I stood up quickly and proclaimed with one arm in the air, "YES!"
She told me I didn't look good and asked if I was okay. I told her I was in fact not okay but just wanted to see my husband so let's go.
I followed her back.
I got a second wind when I saw him. I got excited and high-pitched but that was immediately met with his yelps of pain, uncontrollable shivers and anger. He was so mad. He didn't understand why he was in so much pain.
My body fell back into that tired, weak state again. I turned around to get something and had a quick pep talk with myself as I started to well up. Okay sister: There will be time later for all of the crying and all of the feeling later. Now it's time to pull yourself together. Even 70% together will do. Just for now. He's a lot worse off than you. Be strong. Don't cry.

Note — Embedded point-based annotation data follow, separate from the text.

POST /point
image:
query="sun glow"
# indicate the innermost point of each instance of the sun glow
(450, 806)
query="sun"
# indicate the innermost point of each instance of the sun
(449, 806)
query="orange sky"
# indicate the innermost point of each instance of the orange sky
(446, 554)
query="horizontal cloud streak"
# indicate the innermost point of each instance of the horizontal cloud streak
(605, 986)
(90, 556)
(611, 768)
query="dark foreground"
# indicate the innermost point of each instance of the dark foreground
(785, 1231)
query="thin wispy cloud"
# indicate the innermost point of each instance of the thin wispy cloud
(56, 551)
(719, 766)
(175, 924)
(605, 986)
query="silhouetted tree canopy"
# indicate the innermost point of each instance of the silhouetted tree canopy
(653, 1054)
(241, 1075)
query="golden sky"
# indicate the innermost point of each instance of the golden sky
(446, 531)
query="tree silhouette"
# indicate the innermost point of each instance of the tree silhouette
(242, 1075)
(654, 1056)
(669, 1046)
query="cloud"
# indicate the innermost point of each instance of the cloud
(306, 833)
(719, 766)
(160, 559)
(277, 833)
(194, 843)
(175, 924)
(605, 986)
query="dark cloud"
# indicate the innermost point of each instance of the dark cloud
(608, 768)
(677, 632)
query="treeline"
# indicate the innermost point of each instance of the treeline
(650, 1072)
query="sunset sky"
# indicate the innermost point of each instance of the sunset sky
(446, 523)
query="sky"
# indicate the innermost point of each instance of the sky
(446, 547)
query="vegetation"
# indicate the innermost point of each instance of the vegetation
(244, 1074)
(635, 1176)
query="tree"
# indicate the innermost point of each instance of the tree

It was a long night. I opted to stay with him because I didn't feel comfortable leaving him. Even in a hospital. Even at Shepherd.
Most of the Shepherd nurses are amazing. Truly wonderful. Like, can-you-pleeeeeease-come-home-with-us, wonderful. But even they have other patients and can't be at Jimmy's bedside as quick as he would sometimes like. That's where we get spoiled by our home health care. So that first night felt like the right time for me to stay.
People were in and out all night. Some had a better bedside manner than others. I forgot about and was reminded of the lack of rest you really get in a hospital.
The rest of the time there was a blur. Probably for Jimmy too. Lots of our old staff (respiratory therapists, doctors, nurses) came by to visit when they heard Jimmy was admitted. It really was so good to see them.
The feeling of exhaustion I felt over the course of our five days there was reminiscent of Fall 2011. I felt older this time around, though. Not as resilient. I guess there's not much more of an explanation other than: I'm two years older. I forgot about those long hours at the hospital and how it can drag you down. The early mornings leaving the house. The late nights coming home. The worrying, caring and all the nerve racking moments in between.
At the same time we were there, a friend's father was dying. I was so sad for her but it helped me to be thankful for the many more breaths I know Jimmy would take. Jimmy would be okay. I ought to thank my lucky stars. And, I did.
It was a scheduled surgery. There was an end in sight. We are back home and while I am starting to feel back to normal my poor husband continues to feel like absolute shit. The dark circles under his eyes won't seem to go away and he's experiencing a level of weak that we had forgotten about.
He remains on the ventilator for help and I completely have his back on that decision. I know he'll slowly get back... wherever "back" was. Hopefully it will happen before the next (and final) surgery in about 6 weeks.
I'm trying to take care of myself so I can be strong (mind and body) for Jimmy. Today I walked downtown to attend a Pilates class. My arms and legs feel jello-y but it was a great class with lots of first-timers (like myself). Joy!
There is a significant football game on in two days, and, although Jimmy was hesitant, I invited some friends over to watch with us.
Jimmy is sometimes like me in that I spend time dreading certain social functions until they happen. And then? And then we're okay. We may even be HAPPY to have our people around. AND, we may even benefit from it.
I think both of us are fighting the small part of ourselves that are introverts that want to hermit. I guess I now know better.
Loved ones do a body good. Wait, no that sounds weird.
Friends are cool beans. Wait, I'm not 12.
Friendsies, yay! Wait it's no longer 2013.
Apparently my husband and I like people. There.